America looks keen on halting India’s imports of Russian oil.
12th September
Impact of US Ambassador Nominee's Call to End Russian Oil Imports on Indian Markets
In a high-profile Senate hearing on September 11, 2025, Sergio Gor, Donald Trump’s nominee for U.S. ambassador to India, made it crystal clear that India must stop buying Russian oil to unlock stronger economic ties with the United States. This firm position has significant implications for India’s oil imports, refining industry, and the stock market.
Current Import Data: Russia vs.

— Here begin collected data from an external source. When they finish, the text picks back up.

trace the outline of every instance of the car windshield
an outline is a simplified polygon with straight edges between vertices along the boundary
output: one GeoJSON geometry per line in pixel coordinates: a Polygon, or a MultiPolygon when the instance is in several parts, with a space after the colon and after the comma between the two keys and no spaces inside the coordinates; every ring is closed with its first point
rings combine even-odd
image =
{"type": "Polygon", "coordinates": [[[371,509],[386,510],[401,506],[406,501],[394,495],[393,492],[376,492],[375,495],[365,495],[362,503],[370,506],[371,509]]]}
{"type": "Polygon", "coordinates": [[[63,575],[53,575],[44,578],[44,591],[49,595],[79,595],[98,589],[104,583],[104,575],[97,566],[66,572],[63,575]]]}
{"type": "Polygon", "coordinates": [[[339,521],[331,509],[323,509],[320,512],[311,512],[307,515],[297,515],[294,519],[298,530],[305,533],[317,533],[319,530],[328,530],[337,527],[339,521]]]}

USA
Russian Oil Imports in 2025
India imports approximately 2.0 million barrels per day of Russian crude (August 2025), up sharply from 1.6 million barrels in July.

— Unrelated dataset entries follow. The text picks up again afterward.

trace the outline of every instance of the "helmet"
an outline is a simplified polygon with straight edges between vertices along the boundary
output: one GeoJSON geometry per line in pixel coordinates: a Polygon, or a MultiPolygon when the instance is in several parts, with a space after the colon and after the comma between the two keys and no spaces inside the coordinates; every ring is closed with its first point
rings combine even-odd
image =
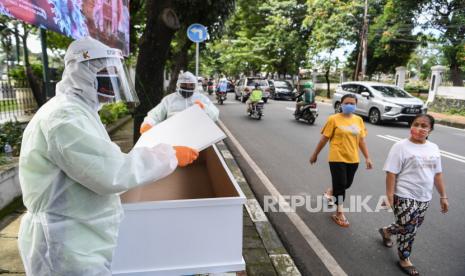
{"type": "Polygon", "coordinates": [[[313,89],[313,82],[307,81],[304,83],[304,89],[313,89]]]}
{"type": "Polygon", "coordinates": [[[177,86],[177,93],[183,98],[189,98],[194,94],[197,88],[197,78],[189,71],[179,75],[177,86]]]}

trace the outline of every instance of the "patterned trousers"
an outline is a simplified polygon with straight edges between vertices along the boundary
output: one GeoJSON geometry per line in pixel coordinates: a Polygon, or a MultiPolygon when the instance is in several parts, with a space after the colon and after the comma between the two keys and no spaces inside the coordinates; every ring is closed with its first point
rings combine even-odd
{"type": "Polygon", "coordinates": [[[396,222],[387,227],[387,232],[397,235],[397,253],[401,260],[410,257],[415,235],[425,219],[428,206],[429,201],[421,202],[394,195],[396,222]]]}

This accounts for 38% of India’s total crude oil imports, representing a 1,600% increase from pre-2022 levels when Russian oil imports were negligible.
The monthly value of these imports is approximately $4-5 billion, discounted by $1.5-$3 per barrel compared to global benchmark prices.

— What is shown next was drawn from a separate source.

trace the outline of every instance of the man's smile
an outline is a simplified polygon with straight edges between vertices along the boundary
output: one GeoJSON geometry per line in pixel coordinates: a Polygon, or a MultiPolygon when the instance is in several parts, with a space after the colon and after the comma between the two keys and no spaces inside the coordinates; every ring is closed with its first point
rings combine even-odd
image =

Russia peaked as the top oil supplier in 2023, with 2.15 million barrels per day, around 45% share, and continues strong through 2025 despite political pressure.
US Oil Imports in 2025
India imported an average of 271,000 barrels per day of crude oil from the US in the first half of 2025, up from 3% of import share in 2024 to 8% currently.
The value of US crude imports surged to $3.7 billion in Q1 FY26 from $1.73 billion in Q1 FY25, marking a 114% year-over-year growth.
The US-India oil trade has decades-long roots but saw significant growth only recently, correlating with geopolitical factors and diplomatic efforts.
Key Indian Refining Companies & Market Exposure
Major Russian Crude Processors
Reliance Industries (RIL) is India’s largest Russian crude importer, processing 664,000 barrels per day (~50% of their crude intake), with a stock price around ₹1,383 but recently down 7% in 30 days due to sanctions concerns.
Indian Oil Corporation (IOC) processes 341,000 barrels per day (24% of imports) with a stock price of ₹144 and a 5-year return of +175%, benefiting substantially from Russian crude discounts.
Other refiners like Nayara Energy, Bharat Petroleum (BPCL), and Hindustan Petroleum (HPCL) also hold significant Russian crude exposure with notable stock market presence.
Market Performance: Before vs. After Russian Imports
Pre-Russian Imports Era (2019-2021)
Traditional Middle Eastern suppliers (Iraq, Saudi Arabia, UAE) dominated the Indian crude landscape, constituting over 80% of imports.
Russian crude imports were <1%.
Refining margins were standard with relatively higher crude costs.
Stock valuations in the oil sector were lower compared to the current period.
Post-Russian Imports Era (2022-2025)
Russia emerged as the number one supplier at 38% of total crude imports.
Traditional suppliers saw minor decreases, indicating a diversification shift.
Indian refiners saved an estimated $12.6 billion over 39 months due to discounted Russian crude.
Stock performance surged with IOC gaining 175% and RIL posting 98.6% growth over five years.
Refining margins improved by $1.5-3/barrel, boosting profitability.
Potential Market Impact If Russian Imports Are Halted
Immediate Financial Impacts
Expected gross refining margins (GRM) reduction by $1-1.5 per barrel across all refiners.
EBITDA impact projected at 8-10% negative for state-owned refiners and about 2% for Reliance Industries.
Potential increase in India’s oil import bill by over $2.5 billion annually.
Replacement crude oil (likely from the US) typically costs $5-$10 more per barrel, squeezing refining margins further.
Stock Market Implications
Forecasted 5-15% downside risk for oil refining stocks due to margin compression and uncertainty.
Most vulnerable companies include HPCL, BPCL, and IOC given their higher Russian crude exposure.
Reliance has already shown recent weakness reflecting sanctions fears.
Supply Security Challenges
India would need to replace approximately 2 million barrels per day of Russian crude.
Current US oil supply to India is only about 271,000 barrels per day, requiring a 7x increase to fully replace Russian volumes.
Alternative suppliers from the Middle East have limited spare capacity.
The transition is expected to take 6-12 months to arrange new contracts and supply chains.
Market Outlook & Strategic Implications
The potential cessation of Russian oil imports is a double-edged sword. While it may enhance U.S.-India trade relations and geopolitical alignment, it poses short- to medium-term risks of earnings reduction and market volatility in the Indian oil and gas sector.
Key risks include:
Compression of refining sector earnings due to higher crude acquisition costs.
Inflationary pressures from increased energy import bills impacting the broader economy.
Volatility in oil and gas related stock prices.
Increased foreign exchange demand due to higher dollar outflows for oil imports.
The adjustment period of 6-12 months will be critical as Indian refiners navigate contract re-negotiations, cost absorption, and supply chain re-alignments, all influencing market sentiment and sector performance.